Detachment from material things
The above picture represents my shift towards detachment - whenever we go to the beach, I would collect 'treasures'. Our latest trip, was no different, but when it was ready to leave, I decided to leave them where I found them (took a picture!) and focus on enjoying the memory of the time we were there.
Lately I've been much more focused on self-care and mindfulness on how I want to live my life.

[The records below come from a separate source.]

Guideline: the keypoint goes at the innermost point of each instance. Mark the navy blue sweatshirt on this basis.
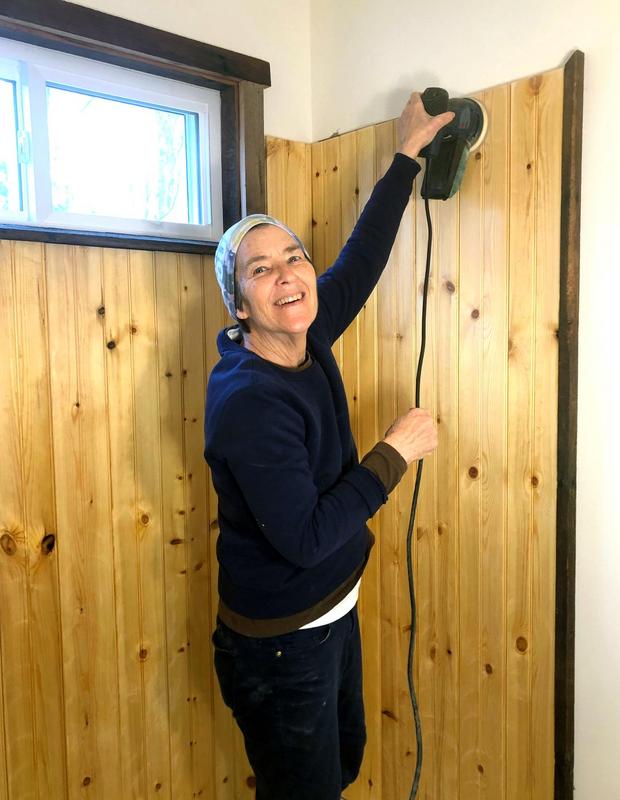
(293, 498)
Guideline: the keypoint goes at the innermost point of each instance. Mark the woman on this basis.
(293, 498)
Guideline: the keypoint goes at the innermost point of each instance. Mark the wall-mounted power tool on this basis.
(446, 156)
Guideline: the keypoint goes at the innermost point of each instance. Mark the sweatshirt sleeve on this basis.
(344, 288)
(265, 451)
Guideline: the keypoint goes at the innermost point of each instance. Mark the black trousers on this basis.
(298, 701)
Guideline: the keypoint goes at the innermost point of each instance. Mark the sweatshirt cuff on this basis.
(386, 463)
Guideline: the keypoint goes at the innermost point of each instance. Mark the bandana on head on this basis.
(226, 254)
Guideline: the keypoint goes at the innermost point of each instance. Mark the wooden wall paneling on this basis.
(349, 364)
(520, 419)
(83, 503)
(397, 728)
(548, 173)
(318, 206)
(493, 161)
(115, 312)
(199, 561)
(472, 476)
(332, 220)
(169, 348)
(149, 530)
(40, 520)
(445, 742)
(17, 666)
(289, 185)
(370, 782)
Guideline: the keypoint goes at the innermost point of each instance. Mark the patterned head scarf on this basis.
(226, 254)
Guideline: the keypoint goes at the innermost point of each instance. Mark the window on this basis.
(88, 146)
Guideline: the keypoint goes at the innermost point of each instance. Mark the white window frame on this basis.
(34, 67)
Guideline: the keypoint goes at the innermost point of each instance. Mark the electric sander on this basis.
(446, 156)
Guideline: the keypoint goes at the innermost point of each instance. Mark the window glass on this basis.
(117, 158)
(10, 184)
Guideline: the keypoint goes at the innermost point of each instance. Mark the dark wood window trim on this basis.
(240, 80)
(567, 428)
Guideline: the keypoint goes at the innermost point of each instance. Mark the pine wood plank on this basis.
(544, 475)
(395, 738)
(370, 782)
(194, 475)
(152, 652)
(40, 520)
(472, 476)
(520, 418)
(494, 321)
(82, 481)
(445, 742)
(116, 315)
(169, 347)
(17, 666)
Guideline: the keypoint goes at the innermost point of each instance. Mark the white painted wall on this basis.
(274, 30)
(338, 65)
(366, 57)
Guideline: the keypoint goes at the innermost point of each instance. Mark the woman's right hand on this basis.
(414, 435)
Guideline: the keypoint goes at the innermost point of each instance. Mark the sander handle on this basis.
(435, 101)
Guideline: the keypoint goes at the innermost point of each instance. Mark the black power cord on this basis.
(414, 505)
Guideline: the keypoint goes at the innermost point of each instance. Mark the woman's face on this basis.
(277, 283)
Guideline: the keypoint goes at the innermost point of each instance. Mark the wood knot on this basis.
(536, 83)
(8, 544)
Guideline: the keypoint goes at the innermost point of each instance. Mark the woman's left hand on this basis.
(416, 128)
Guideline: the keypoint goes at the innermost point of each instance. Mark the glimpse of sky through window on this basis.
(135, 155)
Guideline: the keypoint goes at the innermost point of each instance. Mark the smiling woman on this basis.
(293, 497)
(278, 298)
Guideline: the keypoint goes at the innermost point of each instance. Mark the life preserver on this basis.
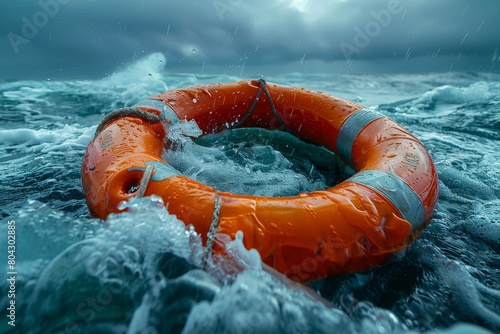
(351, 226)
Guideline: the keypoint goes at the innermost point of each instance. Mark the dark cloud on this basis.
(85, 38)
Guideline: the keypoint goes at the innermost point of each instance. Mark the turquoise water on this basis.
(139, 272)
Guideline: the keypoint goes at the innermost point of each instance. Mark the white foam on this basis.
(63, 140)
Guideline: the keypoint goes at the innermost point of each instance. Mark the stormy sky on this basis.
(93, 38)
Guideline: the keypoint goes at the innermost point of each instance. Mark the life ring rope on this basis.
(351, 226)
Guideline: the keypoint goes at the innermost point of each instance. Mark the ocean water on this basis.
(142, 272)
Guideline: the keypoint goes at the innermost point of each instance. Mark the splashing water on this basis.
(142, 271)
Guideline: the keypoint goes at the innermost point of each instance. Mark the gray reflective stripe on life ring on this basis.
(401, 195)
(350, 129)
(166, 111)
(162, 170)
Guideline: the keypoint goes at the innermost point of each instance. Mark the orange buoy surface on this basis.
(351, 226)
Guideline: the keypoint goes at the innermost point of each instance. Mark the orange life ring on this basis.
(351, 226)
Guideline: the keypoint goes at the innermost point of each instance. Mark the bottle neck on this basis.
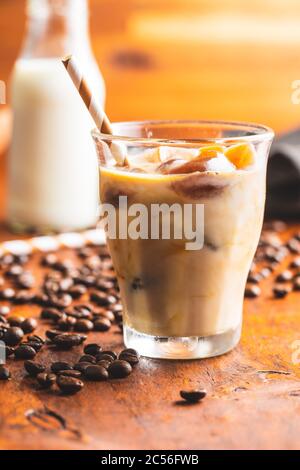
(56, 28)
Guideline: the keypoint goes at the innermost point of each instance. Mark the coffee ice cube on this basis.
(241, 155)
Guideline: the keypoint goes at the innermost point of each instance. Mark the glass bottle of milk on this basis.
(53, 175)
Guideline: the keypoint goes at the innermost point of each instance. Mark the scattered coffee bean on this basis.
(254, 278)
(24, 351)
(130, 355)
(15, 320)
(67, 341)
(49, 260)
(4, 373)
(104, 363)
(285, 276)
(70, 373)
(102, 324)
(281, 291)
(294, 246)
(77, 291)
(28, 325)
(69, 385)
(96, 373)
(81, 366)
(46, 380)
(58, 366)
(15, 270)
(4, 310)
(35, 345)
(88, 358)
(296, 285)
(193, 396)
(26, 281)
(92, 349)
(51, 334)
(13, 336)
(119, 369)
(7, 294)
(51, 314)
(34, 368)
(84, 326)
(252, 291)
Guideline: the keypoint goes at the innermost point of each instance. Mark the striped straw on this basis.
(95, 109)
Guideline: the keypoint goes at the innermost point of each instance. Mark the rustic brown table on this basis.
(245, 407)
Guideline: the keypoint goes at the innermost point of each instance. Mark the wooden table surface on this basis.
(176, 72)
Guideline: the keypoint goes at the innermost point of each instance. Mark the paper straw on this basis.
(96, 110)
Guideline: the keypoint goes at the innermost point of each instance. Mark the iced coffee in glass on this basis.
(187, 204)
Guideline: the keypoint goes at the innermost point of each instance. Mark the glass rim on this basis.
(257, 132)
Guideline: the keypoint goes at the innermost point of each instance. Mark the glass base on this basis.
(192, 347)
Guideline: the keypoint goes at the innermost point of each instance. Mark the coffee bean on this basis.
(81, 312)
(15, 320)
(51, 314)
(104, 357)
(254, 278)
(24, 351)
(104, 286)
(96, 373)
(66, 284)
(46, 380)
(281, 291)
(60, 300)
(81, 366)
(88, 358)
(26, 281)
(110, 353)
(67, 341)
(58, 366)
(49, 260)
(101, 299)
(69, 385)
(35, 345)
(15, 270)
(13, 336)
(285, 276)
(119, 369)
(4, 310)
(9, 351)
(36, 339)
(296, 285)
(83, 326)
(265, 272)
(93, 349)
(51, 334)
(104, 363)
(23, 297)
(70, 373)
(29, 325)
(77, 291)
(252, 291)
(294, 246)
(130, 355)
(4, 373)
(102, 324)
(7, 294)
(34, 368)
(193, 396)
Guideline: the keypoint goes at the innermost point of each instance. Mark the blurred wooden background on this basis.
(226, 59)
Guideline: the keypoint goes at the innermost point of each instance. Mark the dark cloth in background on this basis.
(283, 180)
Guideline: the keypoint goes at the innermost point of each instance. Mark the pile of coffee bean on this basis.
(95, 365)
(278, 258)
(76, 298)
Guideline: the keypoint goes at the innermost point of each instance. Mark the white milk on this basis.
(53, 177)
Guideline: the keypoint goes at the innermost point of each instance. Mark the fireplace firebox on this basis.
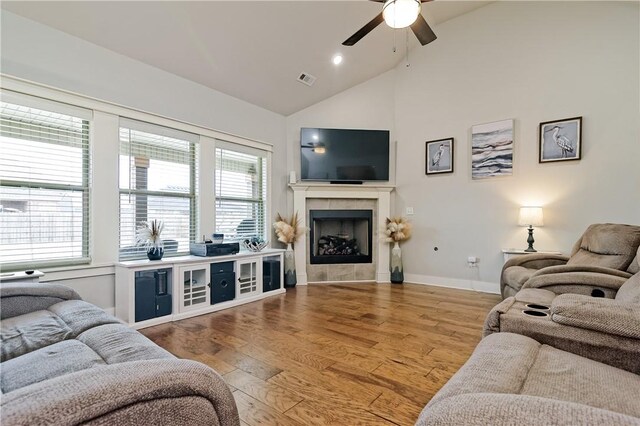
(340, 236)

As I'm learning and focusing on things other than shopping, I'm finding it easier to detach myself from material items. I used to save my favourite items and not use them, only to find that years later, they no longer work for my lifestyle, and I've missed the opportunity to enjoy them. Then I feel disappointed or sad that I never got to use them, or guilty for wasting my money. That's what I'm trying to avoid or minimize - negative feelings, and instead, maximize my enjoyment.
It's made it much easier to let go of the things that I love, but no longer work, and move on from those feelings. The Adidas hoodie I let go of last month is a great example of it - I hummed and haah-ed (as I usually do with things I love) on whether or not keep it or let it go. I wanted to keep it because it was a special edition hoodie, in very unique colors (purple with dark brown trim), and had a little pocket that closed with a button (I'm a SUCKER for small obscure details like that). Why did I let it go? Because when I wore it, I wasn't feeling like my best self - it made me feel awkward and I was continuously pulling at it since after so much wear it wasn't hanging the way it used to. It just consumed my thoughts as I wore it - keep it? get rid of it? Do I still love it? etc. etc. etc., down the rabbit hole...
I don't need to fill my head with those thoughts because when I'm ready to leave this Earth, none of it will have mattered. NONE. So why am I wasting mental and emotional energy on it?
It's been a lot easier to let go of clothing with this mindset - yes, bags and SLGs still another story, but baby steps.